/RealTimeSearchAndAnalytics

Real Time Search and Analytics on Big Data

Primary LanguagePerl

Real Time Search and Analytics on Big Data

About the READMEs

Markdown (.md) is a human readable text format often used in version control software like GitHub. MarkDown easily converts to HTML and PDF so users can choose which format their prefer. Several text editors like Sublime Text 2 and TextMate have markdown bundles in which users can use to view a color formatted version of the files. If you do not have one of these text editors you can always use your OS default text editor to open the MarkDown files, use a browser to view the HTML files, or a PDF viewer to view the PDF files.

Introduction

Welcome to the Real Time Search and Analytics on Big Data tutorial. In this tutorial you will learn about Lucene, Solr, and how these search technologies can be used on big data in real time. Specifically we will cover:

  • Lucene Indexing and Querying
  • Running Solr Locally
  • Using the Solr Administrative UI
  • Understanding the Solr Schema
  • Indexing Documents via SolrJ
  • Translating SQL to Solr Queries
  • Real Time Indexing

Tips

  • If you lose track or fall behind with the tutorial, read the READMEs! You should be able to complete the exercises with the instructions provided.
  • If the classroom is large, it will be tough for the instructor to provide any kind of 1 on 1 help. Please wait for a break to ask questions, or quietly ask a neighbor.
  • If you are running Windows, I would suggest you set up an Ubuntu 12.04 LTS (http://www.ubuntu.com/download/desktop) virtual machine with VirtualBox (https://www.virtualbox.org/wiki/Downloads).

Prerequisites

Setup

I would recommend the user has the following

  • Internet connectivity will be required to build the Maven projects as Maven will automatically download any dependencies specified in the POM file.
  • Linux based or Mac OS X Operating System. Windows users can use Cygwin.
  • Eclipse IDE for J2EE (not required, but helpful to browse code and write JUnit tests). I use Eclipse Juno but older versions should work.
  • Maven2Eclipse Plugin for Eclipse (not required, but aids in importing/building Maven projects)
  • Maven version 3 or higher (required to build shaded executable jars)

Knowledge

Students should have some unix knowledge (basic commands like cd, ls, mkdir, etc). It is helpful but not required to know Java and SQL.

To Download Eclipse

  • Navigate your web browser to http://www.eclipse.org/downloads/
  • Download the version that corresponds with your system. I use the Eclipse IDE for Java EE Developers
  • Installation instructions may vary per your OS. For Linux and Mac OS X the download will include an executable called eclipse that you can run directly from the download folder (or if you would prefer you can move the download into an applications directory).

To install the M2E Plugin

  • Eclipse -> Help -> Install New Software
  • You will see the following page
  • Select add next to the work with box
  • Name: Whatever you would like to name the plugin
  • Location: http://download.eclipse.org/technology/m2e/releases
  • Select OK.
  • Check the box that comes up, and press next.
  • Continue to press next, accept agreement, etc until the plugin is installed.

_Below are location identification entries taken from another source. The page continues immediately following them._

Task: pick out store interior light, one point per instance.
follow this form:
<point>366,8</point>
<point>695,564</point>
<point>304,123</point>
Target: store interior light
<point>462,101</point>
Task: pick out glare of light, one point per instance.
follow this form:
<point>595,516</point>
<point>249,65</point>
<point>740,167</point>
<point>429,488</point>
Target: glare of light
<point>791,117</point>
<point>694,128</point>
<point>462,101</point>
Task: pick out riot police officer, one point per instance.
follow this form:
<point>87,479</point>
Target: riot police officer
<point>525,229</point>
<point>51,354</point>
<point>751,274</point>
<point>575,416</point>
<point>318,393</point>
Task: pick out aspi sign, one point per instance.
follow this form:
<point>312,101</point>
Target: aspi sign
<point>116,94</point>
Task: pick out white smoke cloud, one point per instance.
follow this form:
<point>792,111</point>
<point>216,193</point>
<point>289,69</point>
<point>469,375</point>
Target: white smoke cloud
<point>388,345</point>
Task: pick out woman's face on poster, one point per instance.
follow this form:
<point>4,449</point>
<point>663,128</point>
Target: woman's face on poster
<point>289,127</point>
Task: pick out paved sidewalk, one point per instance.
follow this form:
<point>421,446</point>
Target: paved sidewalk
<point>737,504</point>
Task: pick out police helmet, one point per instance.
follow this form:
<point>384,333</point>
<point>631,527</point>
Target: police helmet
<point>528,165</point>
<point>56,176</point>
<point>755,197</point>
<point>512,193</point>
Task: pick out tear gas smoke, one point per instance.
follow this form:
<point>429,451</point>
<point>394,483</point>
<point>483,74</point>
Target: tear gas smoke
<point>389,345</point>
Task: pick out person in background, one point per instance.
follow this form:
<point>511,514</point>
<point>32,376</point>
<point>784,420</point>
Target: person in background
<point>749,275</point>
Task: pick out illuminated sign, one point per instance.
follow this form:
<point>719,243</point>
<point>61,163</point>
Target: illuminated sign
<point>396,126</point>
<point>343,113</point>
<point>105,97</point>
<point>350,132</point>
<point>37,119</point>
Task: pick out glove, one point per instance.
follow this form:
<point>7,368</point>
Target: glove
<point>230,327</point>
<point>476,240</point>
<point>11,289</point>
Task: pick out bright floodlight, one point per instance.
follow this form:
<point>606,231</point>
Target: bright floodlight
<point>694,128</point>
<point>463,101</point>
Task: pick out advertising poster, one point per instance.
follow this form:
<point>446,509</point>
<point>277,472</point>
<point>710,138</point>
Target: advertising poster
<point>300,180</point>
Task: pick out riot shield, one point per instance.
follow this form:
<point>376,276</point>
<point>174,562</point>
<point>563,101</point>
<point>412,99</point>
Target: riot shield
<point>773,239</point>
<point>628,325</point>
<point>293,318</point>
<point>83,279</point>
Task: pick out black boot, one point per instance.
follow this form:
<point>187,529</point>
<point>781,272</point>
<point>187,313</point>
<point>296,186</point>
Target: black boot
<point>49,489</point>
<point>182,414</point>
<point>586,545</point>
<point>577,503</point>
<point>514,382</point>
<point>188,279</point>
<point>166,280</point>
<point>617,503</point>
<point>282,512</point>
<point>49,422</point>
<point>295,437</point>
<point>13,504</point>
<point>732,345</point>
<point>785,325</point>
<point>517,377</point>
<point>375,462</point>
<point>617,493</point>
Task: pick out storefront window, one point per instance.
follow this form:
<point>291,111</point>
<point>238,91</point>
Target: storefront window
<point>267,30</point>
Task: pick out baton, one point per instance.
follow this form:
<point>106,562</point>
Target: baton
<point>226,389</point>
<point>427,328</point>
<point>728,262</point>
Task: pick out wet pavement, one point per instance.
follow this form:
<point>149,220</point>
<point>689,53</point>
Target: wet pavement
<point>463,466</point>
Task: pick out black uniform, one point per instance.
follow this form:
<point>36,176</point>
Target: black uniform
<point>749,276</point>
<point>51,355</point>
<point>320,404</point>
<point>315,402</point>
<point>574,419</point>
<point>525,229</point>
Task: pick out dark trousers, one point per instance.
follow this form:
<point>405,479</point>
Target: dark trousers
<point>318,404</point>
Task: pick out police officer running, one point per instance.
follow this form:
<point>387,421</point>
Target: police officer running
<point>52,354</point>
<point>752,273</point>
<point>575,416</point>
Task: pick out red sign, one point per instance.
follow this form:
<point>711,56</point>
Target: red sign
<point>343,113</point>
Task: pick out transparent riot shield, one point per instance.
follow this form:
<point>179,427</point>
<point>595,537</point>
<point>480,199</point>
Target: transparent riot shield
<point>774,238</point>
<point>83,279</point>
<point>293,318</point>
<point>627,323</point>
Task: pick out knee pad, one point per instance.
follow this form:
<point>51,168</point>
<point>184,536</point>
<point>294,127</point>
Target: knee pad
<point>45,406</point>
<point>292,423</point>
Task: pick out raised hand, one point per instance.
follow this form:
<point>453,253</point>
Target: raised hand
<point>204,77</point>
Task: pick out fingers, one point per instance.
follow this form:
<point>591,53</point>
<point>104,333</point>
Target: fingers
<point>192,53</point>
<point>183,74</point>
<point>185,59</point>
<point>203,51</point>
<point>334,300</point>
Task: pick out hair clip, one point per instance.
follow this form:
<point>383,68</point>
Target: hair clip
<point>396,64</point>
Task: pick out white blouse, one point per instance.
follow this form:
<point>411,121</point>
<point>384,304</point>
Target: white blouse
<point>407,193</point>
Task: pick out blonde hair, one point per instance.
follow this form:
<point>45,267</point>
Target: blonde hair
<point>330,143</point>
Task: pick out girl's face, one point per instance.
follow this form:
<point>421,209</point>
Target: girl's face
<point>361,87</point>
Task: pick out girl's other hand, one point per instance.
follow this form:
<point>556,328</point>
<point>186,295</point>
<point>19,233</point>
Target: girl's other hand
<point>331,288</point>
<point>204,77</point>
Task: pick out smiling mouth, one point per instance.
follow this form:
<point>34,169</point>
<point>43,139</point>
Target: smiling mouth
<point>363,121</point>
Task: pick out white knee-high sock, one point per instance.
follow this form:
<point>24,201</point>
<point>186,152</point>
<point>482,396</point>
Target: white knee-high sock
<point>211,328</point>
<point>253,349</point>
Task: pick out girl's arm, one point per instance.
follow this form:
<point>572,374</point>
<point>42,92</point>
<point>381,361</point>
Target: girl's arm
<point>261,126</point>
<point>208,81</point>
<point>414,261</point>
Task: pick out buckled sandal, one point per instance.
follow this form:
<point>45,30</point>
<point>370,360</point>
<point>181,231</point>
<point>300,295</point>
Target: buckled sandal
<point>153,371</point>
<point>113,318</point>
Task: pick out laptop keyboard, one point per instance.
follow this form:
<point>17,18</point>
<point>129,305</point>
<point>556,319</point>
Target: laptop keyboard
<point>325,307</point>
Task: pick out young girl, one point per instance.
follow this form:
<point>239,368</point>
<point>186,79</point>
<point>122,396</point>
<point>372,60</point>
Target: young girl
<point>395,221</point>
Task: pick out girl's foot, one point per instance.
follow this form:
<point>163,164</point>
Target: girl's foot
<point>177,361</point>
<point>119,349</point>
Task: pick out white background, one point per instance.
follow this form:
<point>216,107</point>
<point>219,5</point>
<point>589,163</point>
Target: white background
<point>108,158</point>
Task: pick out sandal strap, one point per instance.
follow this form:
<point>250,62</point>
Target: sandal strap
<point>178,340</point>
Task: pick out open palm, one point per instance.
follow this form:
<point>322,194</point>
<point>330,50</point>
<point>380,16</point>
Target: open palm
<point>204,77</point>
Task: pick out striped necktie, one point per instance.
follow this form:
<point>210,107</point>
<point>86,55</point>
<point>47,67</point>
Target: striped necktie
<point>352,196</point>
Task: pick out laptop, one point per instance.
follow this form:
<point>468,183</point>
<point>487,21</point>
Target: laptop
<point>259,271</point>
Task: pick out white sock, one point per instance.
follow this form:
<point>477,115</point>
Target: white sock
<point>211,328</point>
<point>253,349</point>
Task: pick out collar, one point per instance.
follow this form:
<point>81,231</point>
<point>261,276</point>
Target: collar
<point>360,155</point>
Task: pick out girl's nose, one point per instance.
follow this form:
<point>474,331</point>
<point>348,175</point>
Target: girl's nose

To import the project in Eclipse with the M2E Plugin

  • File -> Import
  • Maven -> Existing Maven Project
  • Browse
  • Find github directory on your computer -> open
  • Select all projects -> finish
  • Pat yourself on the back, all of the projects are imported

To Install Maven 3.0

  • Extract the distribution archive, i.e. apache-maven-3.0.4-bin.tar.gz to the directory you wish to install Maven 3.0.4. These instructions assume you chose /usr/local/apache-maven. The subdirectory apache-maven-3.0.4 will be created from the archive.
  • In a command terminal, add the M2_HOME environment variable, e.g. export M2_HOME=/usr/local/apache-maven/apache-maven-3.0.4.
  • Add the M2 environment variable, e.g. export M2=$M2_HOME/bin.
  • Optional: Add the MAVEN_OPTS environment variable to specify JVM properties, e.g. export MAVEN_OPTS="-Xms256m -Xmx512m". This environment variable can be used to supply extra options to Maven.
  • Add M2 environment variable to your path, e.g. export PATH=$M2:$PATH.
  • Make sure that JAVA_HOME is set to the location of your JDK, e.g. export JAVA_HOME=/usr/java/jdk1.5.0_02 and that $JAVA_HOME/bin is in your PATH environment variable.
  • Run mvn --version to verify that it is correctly installed.

Sample Data

Sample data is provided in the /data directory.